Un intervenant : Vos confrères industriels sont-ils tentés de vous imiter ou trouvent-ils qu’une telle transformation est trop coûteuse ?

Alain Zelverte : Faire table rase est plus onéreux qu’améliorer l’existant, mais c’est aussi plus efficace, car cela permet de tout optimiser. Cela dit, certaines mesures concernant des bâtiments existants, comme l’isolation, peuvent être subventionnées, dans certains cas, et d’autres sont peu coûteuses. La plantation de la haie bocagère n’a représenté que 5 000 euros. La préservation du chêne de 150 ans, en revanche, a coûté 40 000 euros, car elle a nécessité d’enterrer en partie le bassin des eaux pluviales.

Int. : Seriez-vous en mesure de publier des chiffres sur la rentabilité de vos investissements en RSE (responsabilité sociale de l’entreprise), même si ce n’est pas obligatoire pour une entreprise de votre taille ?

A. Z. : Nous donnons déjà quelques informations sur notre site Internet et, en 2024, nous allons refondre la partie RSE et publier quelques-uns des indicateurs que nous suivons au quotidien. Pour la partie énergie, par exemple, je sais exactement ce que j’achète, ce que je produis et combien cela me coûte. En raison du contexte actuel de coût de l’énergie, la centrale photovoltaïque va être amortie en quatre ans, et non en quatorze ans comme prévu initialement.

Globalement, le bilan financier des années 2021 et 2022 n’est pas très bon, car il correspond aux années de la construction et du déménagement, mais l’excédent brut d’exploitation a néanmoins augmenté de 200 000 euros en 2022 et va encore progresser très fortement en 2023.

L’intéressement

Int. : Avez-vous mis en place des dispositifs d’intéressement pour vos salariés ?

A. Z. : J’ai pris un certain nombre de mesures destinées à éviter un éventuel turnover et à attirer des jeunes, comme le fait de moderniser les outils de travail, mais aussi d’instaurer un intéressement et de proposer un plan d’épargne d’entreprise.
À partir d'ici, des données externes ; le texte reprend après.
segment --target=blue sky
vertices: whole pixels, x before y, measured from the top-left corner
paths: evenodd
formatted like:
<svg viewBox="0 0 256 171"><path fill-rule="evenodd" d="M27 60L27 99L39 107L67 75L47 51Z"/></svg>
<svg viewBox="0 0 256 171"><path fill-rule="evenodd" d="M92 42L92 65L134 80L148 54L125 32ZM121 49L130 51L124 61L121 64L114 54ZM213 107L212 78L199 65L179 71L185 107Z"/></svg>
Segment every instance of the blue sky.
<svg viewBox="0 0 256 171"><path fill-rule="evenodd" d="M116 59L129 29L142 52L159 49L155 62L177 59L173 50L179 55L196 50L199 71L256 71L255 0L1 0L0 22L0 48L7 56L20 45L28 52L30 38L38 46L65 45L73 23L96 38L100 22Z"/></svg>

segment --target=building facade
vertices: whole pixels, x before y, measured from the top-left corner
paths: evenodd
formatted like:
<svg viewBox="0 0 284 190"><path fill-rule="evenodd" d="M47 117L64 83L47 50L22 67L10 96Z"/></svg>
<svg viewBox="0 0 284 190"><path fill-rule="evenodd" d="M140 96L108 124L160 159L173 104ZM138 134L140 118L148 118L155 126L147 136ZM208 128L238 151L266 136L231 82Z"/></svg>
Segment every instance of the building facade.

Par ailleurs, chaque fois que l’objectif du meilleur chiffre d’affaires mensuel est dépassé, l’ensemble du personnel (ateliers et bureaux) reçoit une prime.

La prise de décision

Int. : Prenez-vous les décisions seul ou de façon collective ?

A. Z. : À mon arrivée, j’ai recruté un responsable qualité et un responsable maintenance, et j’ai constitué un comité de direction qui se réunit tous les lundis matin et m’aide à prendre les décisions. L’achat des nouveaux centres d’usinage, par exemple, n’était pas prévu au moment de la reprise. Le projet d’entreprise a été construit avec le comité de direction et avec des apports de l’ensemble des collaborateurs, qui ont été sollicités, en particulier sur les plans de la nouvelle usine.

Un triple bénéfice

Int. : Ce qui est très frappant, dans votre modèle, c’est que vous avez amélioré à la fois la protection de l’environnement et la qualité de vie au travail.

A. Z. : Les retombées économiques sont également très importantes. L’amélioration de l’isolation thermique a permis de réduire considérablement la consommation d’énergie. La facture a augmenté en raison de l’explosion des coûts de l’énergie, mais cela aurait été bien pire si nous n’avions pas modernisé notre installation.

De même, le fait d’optimiser les flux nous a fait progresser en productivité : au lieu de passer du temps à déplacer des palettes, les collaborateurs se consacrent à la production.

Les nouveaux locaux, climatisés à 25 degrés Celsius, avec un niveau sonore contrôlé, permettent aussi de travailler beaucoup plus efficacement.

J’ai, par ailleurs, découvert que nos efforts en matière de RSE pouvaient avoir des répercussions économiques, car les grands groupes sont soumis à l’obligation de réaliser des rapports extrafinanciers et, à prix égal et à qualité comparable, ils privilégient les fournisseurs affichant de bons scores en RSE.